Grooveshark didn't use any of that. We were very careful about avoiding dependencies where possible and keeping our backend code clean and performant. We supported about 45M MAU at our biggest, with only a handful of physical servers. I'm not aware of any blog posts we made detailing any of this, though. And if you're not familiar with the saga, Grooveshark went under for legal, not technical reasons. The backend API was powered by nginx, PHP, MySQL, memcache, with a realtime messaging server built in Go. We used Redis and Mongodb for some niche things, had serious issues with both which is understandable because they were both immature at the time, but Mongodb's data loss problems were bad enough that I would still not use them today.
That said, I'm using Docker for my current side project. Even if it never runs at scale, I just don't want to have to muck around with system administration, not to mention how nice it is to have dev and prod be identical.
> That said, I'm using Docker for my current side project. Even if it never runs at scale, I just don't want to have to muck around with system administration, not to mention how nice it is to have dev and prod be identical.

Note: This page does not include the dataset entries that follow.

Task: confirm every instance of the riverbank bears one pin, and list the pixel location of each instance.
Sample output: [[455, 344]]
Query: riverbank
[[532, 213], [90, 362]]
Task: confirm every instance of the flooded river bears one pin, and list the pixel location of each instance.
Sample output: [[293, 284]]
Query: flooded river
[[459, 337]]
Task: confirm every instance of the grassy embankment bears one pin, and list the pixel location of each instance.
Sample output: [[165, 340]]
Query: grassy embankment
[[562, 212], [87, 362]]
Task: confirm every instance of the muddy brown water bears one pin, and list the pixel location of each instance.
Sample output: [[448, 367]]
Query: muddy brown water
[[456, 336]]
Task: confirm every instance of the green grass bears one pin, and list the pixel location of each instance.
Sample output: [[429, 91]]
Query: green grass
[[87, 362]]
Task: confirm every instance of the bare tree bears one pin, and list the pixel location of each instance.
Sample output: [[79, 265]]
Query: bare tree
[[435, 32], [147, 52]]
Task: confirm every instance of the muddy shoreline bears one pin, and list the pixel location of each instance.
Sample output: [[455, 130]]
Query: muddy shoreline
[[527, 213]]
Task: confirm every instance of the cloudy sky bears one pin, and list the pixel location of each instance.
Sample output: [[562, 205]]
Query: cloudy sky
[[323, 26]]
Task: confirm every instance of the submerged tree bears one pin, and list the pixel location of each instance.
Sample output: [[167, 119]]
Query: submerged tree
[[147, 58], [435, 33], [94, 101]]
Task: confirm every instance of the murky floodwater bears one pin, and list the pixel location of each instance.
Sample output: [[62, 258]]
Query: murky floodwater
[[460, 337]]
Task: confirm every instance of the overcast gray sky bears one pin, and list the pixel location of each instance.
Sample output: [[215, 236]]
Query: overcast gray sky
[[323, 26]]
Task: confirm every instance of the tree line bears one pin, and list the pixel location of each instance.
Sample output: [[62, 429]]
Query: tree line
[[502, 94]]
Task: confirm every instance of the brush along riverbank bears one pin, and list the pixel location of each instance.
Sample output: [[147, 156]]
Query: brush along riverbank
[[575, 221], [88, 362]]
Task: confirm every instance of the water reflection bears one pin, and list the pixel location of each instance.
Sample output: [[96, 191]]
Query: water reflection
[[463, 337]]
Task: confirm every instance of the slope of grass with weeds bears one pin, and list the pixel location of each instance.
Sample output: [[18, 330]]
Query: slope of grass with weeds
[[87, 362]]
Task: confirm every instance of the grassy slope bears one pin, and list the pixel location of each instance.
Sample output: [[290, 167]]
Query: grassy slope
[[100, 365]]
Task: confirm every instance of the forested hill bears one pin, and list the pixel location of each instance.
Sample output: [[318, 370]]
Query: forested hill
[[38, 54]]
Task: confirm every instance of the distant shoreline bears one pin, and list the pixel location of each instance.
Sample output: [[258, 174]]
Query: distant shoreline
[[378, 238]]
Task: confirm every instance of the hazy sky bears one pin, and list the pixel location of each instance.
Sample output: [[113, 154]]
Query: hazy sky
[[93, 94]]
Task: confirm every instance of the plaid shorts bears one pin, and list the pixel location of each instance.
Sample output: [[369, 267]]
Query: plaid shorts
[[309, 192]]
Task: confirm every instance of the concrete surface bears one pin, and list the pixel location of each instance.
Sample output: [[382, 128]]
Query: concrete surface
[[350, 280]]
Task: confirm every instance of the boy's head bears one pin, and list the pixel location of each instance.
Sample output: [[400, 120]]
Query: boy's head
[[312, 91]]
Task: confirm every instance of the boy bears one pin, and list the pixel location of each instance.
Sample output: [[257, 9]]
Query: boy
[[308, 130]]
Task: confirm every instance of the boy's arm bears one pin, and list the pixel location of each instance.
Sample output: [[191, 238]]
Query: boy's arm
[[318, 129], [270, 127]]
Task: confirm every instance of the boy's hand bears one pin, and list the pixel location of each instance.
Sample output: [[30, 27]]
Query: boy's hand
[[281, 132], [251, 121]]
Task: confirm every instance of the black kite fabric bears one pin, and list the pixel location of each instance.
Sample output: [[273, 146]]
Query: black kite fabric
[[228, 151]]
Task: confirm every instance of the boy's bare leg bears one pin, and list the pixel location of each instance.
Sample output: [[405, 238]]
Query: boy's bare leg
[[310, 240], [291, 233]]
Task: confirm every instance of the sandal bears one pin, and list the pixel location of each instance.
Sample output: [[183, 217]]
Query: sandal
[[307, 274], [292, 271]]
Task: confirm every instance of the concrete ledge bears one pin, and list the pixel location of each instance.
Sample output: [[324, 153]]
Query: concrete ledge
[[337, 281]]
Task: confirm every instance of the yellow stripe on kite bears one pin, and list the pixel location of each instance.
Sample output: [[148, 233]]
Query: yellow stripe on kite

This is why I use docker, at work and for my own stuff. No longer having to give a shit whether the hosting server is LTS or latest-release is wonderful. I barely even have to care which distro it is. Much faster and easier than doing something similar with scripted-configuration VMs, plus the hit to performance is much lower.
My feelings as well! The way it put your queue front and center and gave you so much control over how things were added worked really well for me. Spotify leaves a lot to be desired in its UI.
I still remember opening the site one day and reading the weird appology letter. I think that was the first time I saw something I really cared about just dissappear off of the internet.
Man I miss Grooveshark still today. Spotify is okay but still a step down. Needing billion-dollar licensing schemes to even get started makes this such a hard market to actually get into and provide a competitively superior experience.
What a great service. I'd be curious if you could go into details how the radio feature worked back then, because I found myself receiving worse suggestions when I used similar features in Spotify/Google Play Music.
Oh man, I should write a blog post about that, as I built that feature myself. It was meant to be a stopgap until we could get some real matchine learning in there, but nothing else we tried did as well.
First, for efficiency all recommendations were artist to artist,nl not song to song. That works well for a lot of genres but is pretty bad for others.
We started with a free DB of artist similarities, I don't remember where we got that from, maybe musicbrainz? We built a shitty internal interface for adding and removing links between artists and adjusting the weights of those links and then made it available to all employees to mess with. As you might imagine just about everyone there was passionate about music so it didn't take long to crowdsource a huge catalog of quality recommendations and then for really obscure stuff we would fall back to the open db.
So the actual algorithm would look at your seeds - artists you put in the queue before turning on radio or artists with songs that you liked while radio was on, pull the top n linked artists for each of your seed artists, and do some weighted shuffling. It would also make sure to space out artists so you don't hear the same one too often etc.
Then for genre radio we just secretly selected a bunch of artists we felt were representative of the genre and used those as the seeds.
Oh yeah and if you disliked a song we'd prevent that artist from playing for the rest of your session.
We also would look at anomalies like popular artists with not many recommendations, or artists that, when used as seeds, lead to shorter listening sessions (implying that the recommendations need to be cleaned up).
Most attempts to replace this with something smarter ran into 2 problems: 1. Popular stuff is popular, so it looks like a good recommendation for anything, and 2. ML is hard and takes a lot of time, which we never had enough of
I want to salute you for the Grooveshark recommendation engine. To this day, that's THE feature that I used a LOT on Grooveshark (hours & hours), and that I'm frustrated about in Spotify.
You did an amazing job on this one.
I'm not aware of an MB similar artist database. I'm guessing you used music map[0], it's the only free database I know of for similar artists that doesn't require scraping.
Ah, I think you're right that it wasn't MB because I remember having to match artists by name rather than mbid. Music map doesn't sound familiar but my boss negotiated the access, I think I was just ingesting the data from a csv dump so it could have been anywhere.
That said, I'm using Docker for my current side project. Even if it never runs at scale, I just don't want to have to muck around with system administration, not to mention how nice it is to have dev and prod be identical.